You have to find it.
"I grew up with every advantage and still spent two decades figuring out who I actually was. That journey is exactly why Anaya exists."
I'm Akrati, Indian, born and raised in Abu Dhabi, Marwadi at heart. My upbringing was one of affluence and privilege. I had access to the best schools, the best opportunities, a life most people only dream of. By every external measure, I had everything.
And yet. My 20s and 30s were spent doing the hardest work I've ever done: finding my own voice. Therapy. Travel that cracked open my assumptions. Hitting walls I didn't expect to hit. Slowly unlearning the scripts I had absorbed without ever choosing them.

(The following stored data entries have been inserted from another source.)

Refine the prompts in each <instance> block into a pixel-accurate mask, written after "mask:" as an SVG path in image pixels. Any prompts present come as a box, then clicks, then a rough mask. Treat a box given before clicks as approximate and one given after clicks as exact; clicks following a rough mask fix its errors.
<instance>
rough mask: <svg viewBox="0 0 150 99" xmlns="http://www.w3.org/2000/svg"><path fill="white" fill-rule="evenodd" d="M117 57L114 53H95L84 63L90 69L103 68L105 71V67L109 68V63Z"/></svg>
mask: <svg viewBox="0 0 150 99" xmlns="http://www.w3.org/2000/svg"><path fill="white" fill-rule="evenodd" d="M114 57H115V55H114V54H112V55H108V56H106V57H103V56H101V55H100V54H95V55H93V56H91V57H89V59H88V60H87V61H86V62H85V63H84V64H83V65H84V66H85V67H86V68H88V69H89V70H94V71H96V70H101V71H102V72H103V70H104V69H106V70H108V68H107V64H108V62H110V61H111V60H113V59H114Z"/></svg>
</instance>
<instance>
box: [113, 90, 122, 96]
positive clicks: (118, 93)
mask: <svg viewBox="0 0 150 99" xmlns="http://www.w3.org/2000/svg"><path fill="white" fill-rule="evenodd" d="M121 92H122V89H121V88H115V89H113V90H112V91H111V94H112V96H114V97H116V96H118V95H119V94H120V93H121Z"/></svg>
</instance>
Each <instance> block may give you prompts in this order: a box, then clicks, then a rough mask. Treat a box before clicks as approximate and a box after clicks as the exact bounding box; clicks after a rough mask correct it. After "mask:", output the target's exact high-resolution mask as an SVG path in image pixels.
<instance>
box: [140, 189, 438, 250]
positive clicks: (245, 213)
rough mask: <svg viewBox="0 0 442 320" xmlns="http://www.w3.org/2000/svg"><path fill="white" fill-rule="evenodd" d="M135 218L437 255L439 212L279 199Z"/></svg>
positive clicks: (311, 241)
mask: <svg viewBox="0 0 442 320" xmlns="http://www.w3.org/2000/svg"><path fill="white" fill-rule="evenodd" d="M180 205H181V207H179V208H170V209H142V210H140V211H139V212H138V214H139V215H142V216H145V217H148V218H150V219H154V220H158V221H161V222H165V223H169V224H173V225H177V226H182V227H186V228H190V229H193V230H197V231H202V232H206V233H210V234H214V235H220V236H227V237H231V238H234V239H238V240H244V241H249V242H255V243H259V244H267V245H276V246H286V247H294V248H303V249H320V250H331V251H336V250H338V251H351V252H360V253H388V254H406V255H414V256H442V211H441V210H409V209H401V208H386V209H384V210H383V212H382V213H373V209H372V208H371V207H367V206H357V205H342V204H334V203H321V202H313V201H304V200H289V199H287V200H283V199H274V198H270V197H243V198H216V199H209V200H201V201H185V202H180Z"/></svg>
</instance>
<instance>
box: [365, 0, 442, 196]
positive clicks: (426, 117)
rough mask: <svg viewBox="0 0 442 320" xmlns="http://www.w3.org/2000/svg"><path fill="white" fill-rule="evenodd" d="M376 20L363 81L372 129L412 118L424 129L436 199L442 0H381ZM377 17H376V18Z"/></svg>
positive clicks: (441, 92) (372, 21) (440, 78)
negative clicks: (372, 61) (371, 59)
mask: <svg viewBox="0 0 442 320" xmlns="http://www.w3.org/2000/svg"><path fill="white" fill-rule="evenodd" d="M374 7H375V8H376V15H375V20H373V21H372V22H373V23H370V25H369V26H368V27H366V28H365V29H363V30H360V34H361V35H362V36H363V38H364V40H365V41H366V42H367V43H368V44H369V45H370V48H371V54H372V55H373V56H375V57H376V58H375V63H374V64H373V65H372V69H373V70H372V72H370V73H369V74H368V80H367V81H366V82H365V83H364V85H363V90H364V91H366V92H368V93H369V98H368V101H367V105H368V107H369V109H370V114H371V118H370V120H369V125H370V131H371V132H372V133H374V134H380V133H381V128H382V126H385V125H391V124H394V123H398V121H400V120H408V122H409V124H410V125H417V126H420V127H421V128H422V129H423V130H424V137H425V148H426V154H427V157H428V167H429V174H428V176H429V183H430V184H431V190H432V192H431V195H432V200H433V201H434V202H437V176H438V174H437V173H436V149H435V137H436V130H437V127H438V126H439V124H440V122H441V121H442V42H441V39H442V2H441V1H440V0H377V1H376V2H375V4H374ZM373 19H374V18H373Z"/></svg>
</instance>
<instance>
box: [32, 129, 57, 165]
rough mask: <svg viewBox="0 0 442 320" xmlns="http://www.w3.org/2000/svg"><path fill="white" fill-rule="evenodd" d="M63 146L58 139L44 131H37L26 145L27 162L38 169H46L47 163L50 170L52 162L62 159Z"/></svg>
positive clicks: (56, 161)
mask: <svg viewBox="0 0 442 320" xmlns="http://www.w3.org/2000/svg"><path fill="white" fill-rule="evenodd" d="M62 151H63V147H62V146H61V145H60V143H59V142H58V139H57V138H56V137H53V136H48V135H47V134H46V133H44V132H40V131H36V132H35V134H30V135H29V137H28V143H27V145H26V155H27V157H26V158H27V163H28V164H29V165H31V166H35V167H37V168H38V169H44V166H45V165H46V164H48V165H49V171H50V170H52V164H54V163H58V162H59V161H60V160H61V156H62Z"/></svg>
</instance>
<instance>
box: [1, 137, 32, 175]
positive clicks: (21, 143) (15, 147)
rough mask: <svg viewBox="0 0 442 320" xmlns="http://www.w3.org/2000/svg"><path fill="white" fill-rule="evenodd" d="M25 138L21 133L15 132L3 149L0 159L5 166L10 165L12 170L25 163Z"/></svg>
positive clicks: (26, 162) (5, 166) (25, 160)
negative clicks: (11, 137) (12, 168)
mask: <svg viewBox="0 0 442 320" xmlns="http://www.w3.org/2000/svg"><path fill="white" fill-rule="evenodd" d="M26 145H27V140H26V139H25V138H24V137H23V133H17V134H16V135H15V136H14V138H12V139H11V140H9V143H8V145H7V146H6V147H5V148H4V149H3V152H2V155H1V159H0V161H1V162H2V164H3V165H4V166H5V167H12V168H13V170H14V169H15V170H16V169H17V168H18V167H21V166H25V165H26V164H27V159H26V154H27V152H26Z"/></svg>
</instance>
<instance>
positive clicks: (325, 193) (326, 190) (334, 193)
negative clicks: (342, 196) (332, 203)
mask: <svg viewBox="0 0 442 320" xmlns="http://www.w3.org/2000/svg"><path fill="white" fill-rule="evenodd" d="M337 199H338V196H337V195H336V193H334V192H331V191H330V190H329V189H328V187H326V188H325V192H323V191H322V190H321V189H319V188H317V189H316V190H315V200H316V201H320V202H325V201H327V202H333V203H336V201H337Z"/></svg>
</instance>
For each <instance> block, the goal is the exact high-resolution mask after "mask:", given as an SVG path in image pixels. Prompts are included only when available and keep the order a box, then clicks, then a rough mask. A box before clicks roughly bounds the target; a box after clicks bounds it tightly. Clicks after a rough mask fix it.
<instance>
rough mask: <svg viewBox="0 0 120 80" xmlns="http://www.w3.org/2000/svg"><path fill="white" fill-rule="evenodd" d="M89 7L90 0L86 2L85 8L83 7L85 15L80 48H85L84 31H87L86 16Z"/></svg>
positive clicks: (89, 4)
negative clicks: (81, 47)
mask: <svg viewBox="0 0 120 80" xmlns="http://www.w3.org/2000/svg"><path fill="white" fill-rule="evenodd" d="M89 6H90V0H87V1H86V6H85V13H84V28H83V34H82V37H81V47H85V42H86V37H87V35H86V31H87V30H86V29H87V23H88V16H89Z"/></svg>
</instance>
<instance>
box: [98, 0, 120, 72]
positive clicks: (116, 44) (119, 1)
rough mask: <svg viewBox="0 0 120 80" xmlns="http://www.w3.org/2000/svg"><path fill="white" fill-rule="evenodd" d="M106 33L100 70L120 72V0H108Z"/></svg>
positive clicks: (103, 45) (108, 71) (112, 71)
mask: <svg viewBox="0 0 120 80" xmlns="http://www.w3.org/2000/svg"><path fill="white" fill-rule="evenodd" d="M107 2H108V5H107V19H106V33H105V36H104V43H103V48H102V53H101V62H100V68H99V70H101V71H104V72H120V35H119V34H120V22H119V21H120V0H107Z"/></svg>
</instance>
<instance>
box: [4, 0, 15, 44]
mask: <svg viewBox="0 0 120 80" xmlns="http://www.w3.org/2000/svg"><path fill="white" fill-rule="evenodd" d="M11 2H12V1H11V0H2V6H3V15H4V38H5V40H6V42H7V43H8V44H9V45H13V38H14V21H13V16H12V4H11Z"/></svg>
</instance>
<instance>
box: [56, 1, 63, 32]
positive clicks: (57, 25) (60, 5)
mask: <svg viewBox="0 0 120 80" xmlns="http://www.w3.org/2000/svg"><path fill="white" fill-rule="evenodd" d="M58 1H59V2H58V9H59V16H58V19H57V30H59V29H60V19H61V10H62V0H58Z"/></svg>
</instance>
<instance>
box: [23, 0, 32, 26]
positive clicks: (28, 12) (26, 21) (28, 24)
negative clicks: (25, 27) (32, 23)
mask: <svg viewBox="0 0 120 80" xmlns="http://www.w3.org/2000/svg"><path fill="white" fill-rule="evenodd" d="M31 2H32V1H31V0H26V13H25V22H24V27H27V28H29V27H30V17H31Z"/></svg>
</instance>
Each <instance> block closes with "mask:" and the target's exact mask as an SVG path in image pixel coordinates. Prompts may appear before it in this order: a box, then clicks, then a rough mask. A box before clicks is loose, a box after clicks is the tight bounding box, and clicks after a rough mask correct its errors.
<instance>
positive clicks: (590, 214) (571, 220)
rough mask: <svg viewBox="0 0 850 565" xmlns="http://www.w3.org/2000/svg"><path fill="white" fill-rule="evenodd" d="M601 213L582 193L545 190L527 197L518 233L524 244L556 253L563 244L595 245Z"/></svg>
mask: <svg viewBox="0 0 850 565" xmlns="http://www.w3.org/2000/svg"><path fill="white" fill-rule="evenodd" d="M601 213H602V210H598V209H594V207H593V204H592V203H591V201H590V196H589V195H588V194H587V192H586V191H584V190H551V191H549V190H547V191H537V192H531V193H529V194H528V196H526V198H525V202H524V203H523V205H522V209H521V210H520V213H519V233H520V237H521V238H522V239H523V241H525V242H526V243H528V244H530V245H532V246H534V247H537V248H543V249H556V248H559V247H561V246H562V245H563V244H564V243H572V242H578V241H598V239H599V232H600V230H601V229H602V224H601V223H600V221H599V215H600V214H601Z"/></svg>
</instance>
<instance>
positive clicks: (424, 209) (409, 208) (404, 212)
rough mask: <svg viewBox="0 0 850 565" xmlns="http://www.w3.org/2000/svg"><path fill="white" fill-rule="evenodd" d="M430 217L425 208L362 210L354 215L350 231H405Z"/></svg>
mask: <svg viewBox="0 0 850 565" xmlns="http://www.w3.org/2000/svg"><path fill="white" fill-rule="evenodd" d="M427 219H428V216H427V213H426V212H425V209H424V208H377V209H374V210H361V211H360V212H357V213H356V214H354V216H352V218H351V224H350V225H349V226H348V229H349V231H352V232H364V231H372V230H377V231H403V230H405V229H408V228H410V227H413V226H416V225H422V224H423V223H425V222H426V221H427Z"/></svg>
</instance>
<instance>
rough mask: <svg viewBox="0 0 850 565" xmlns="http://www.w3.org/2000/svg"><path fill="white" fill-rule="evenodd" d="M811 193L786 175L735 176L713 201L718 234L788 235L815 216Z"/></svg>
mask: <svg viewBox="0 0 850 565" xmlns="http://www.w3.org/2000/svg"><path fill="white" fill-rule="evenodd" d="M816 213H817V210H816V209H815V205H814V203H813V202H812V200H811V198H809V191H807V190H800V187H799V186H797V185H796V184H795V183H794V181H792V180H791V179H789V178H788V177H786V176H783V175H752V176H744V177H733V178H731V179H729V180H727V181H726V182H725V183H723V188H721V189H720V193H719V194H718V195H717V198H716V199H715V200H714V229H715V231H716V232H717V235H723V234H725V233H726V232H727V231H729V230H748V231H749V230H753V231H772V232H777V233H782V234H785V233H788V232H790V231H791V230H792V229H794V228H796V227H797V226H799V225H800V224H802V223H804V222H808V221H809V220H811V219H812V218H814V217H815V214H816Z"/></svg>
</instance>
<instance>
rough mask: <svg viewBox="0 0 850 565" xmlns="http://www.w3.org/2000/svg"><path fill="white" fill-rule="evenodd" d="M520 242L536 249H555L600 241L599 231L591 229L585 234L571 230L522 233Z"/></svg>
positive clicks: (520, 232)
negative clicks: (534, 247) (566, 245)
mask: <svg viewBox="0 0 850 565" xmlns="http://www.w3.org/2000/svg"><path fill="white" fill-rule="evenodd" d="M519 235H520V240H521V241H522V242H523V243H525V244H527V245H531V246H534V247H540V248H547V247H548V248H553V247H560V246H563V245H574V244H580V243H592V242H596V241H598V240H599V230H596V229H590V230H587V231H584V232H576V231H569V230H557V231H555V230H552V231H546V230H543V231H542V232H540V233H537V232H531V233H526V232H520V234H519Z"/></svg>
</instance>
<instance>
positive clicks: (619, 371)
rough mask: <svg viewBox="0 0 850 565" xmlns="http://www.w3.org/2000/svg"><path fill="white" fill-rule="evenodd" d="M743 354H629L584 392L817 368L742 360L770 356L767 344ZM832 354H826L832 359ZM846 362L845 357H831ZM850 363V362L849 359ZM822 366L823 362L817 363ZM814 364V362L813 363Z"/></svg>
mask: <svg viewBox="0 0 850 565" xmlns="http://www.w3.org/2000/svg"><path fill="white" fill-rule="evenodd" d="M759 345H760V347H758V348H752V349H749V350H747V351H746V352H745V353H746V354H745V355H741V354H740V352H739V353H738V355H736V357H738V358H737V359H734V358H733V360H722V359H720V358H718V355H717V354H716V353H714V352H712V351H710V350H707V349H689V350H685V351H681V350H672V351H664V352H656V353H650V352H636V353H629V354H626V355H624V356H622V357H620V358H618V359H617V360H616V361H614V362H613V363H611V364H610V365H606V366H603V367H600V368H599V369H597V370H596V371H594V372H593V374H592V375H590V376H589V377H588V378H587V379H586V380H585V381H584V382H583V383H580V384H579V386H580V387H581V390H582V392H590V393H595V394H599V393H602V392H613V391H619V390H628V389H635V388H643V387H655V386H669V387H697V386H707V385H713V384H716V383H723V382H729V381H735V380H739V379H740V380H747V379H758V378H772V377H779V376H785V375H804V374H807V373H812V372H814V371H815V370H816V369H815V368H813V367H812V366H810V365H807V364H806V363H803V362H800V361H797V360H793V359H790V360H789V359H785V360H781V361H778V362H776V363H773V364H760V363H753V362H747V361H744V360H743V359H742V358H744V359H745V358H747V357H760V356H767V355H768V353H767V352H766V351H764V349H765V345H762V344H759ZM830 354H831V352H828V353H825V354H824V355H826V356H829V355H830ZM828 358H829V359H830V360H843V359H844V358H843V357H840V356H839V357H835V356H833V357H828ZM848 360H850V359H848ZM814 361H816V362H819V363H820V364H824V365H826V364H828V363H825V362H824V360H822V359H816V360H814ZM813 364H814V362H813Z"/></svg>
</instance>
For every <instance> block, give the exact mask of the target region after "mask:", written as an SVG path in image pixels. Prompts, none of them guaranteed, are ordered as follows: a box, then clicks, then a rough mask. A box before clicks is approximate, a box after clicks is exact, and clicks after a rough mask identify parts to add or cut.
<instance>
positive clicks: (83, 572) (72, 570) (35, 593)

If I — with all my privilege — had to fight that hard to find myself, what does it mean for girls who have none of it? Girls who grow up with far less freedom, far less safety, far less space to even ask the question: what do I want?
That question became impossible to ignore. In 2025, something clicked. I stopped waiting for the perfect moment and started building. Anaya was born, named from three languages, each one pointing at the same truth: care, compassion, and the belief that something greater is possible.
We start in India. We will go wherever the need is greatest. And we will walk with girls until they can stand, fully and freely, in the life they choose for themselves.